Chapter 6

Overview

Goals

This is our first step into a larger world (of regression analysis). Here, instead of comparing zero-parameter models (MC) to one-parameter models (MA), we’re going to compare one-parameter models (MC) to two-parameter models (MA). The basic question is whether we want to make the same prediction for every observation or different predictions for different observations, condition on their value of some predictor.

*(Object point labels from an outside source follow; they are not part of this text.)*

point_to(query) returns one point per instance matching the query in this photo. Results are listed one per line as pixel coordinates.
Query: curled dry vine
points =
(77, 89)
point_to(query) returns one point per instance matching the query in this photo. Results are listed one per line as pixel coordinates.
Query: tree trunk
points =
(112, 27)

As before, we’ll augment the book by using simulations to understand null distributions, statistical inference, and power.

Set up

Here are the packages we’re going to need. We’ll also set our {tinyplot} theme.

library(dplyr)
library(tidyr)
library(broom)
library(stringr)
library(modelsummary)
library(tinyplot)

tinytheme("ipsum",
          family = "Roboto Condensed",
          palette.qualitative = "Tableau 10",
          palette.sequential = "agSunset")

Additional considerations

Before moving onto the chapter proper, I want to say a something about the t-test. The book really doesn’t properly talk about this until Chapter 9, but we’ve been skirting around it and talking about the t distribution already so I’d like to talk a little about this.

The t-test as a two-group lm() comparison*

Let’s look at Southern and non-Southern states in 1977 and compare them on income per capita.

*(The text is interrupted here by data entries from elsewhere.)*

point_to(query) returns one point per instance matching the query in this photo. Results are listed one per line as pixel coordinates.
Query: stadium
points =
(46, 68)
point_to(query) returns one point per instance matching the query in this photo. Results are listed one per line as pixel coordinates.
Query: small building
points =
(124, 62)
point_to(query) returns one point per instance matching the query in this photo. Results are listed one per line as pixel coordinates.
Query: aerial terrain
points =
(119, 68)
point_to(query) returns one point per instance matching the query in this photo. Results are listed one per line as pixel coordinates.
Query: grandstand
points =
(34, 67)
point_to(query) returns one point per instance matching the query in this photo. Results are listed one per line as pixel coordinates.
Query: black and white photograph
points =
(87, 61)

states <- bind_cols(state.x77, 
                    region = state.division) |> # both are in base R
  janitor::clean_names() |>                     # lower case and underscore
  mutate(south = as.integer(                    # make a south dummy
    str_detect(as.character(region), 
               "South")))

We can write:

\[\begin{align} &\text{Model C: } \text{LIFEEXP}_i = \beta_0 + \epsilon_i \\ &\text{Model A: } \text{LIFEEXP}_i = \beta_0 + \beta_1 (\text{SOUTH}_i) + \epsilon_i \end{align}\]

Estimate the models.

mc <- lm(life_exp ~ 1, 
         data = states)
ma <- lm(life_exp ~ 1 + south, 
         data = states)

We can see the output using the {modelsummary} package, using the msummary() alias for short.

msummary(list("MC" = mc, 
              "MA" = ma),
         fmt = 2,
         estimate = "{estimate} ({std.error})",
         statistic = NULL,
         gof_map = c("nobs", "F", "r.squared"))
MC MA
(Intercept) 70.88 (0.19) 71.43 (0.19)
south -1.72 (0.33)
Num.Obs. 50 50
F 27.739
R2 0.000 0.366

This “regression with a single dummy predictor” is exactly the same as a t-test (that assumes that the two groups have equal within-group variances). Again, we’ll talk more about that later.

Two approaches to coding a predictor

The coding of south above is called dummy coding or reference coding and is by far the most common in sociology. But sometimes (including in the book) you will see effect coding (also called deviation or contrast coding) that codes the predictor (-1, 1) instead of (0, 1).

states <- states |> 
  mutate(south_eff = if_else(south == 1, 1, -1))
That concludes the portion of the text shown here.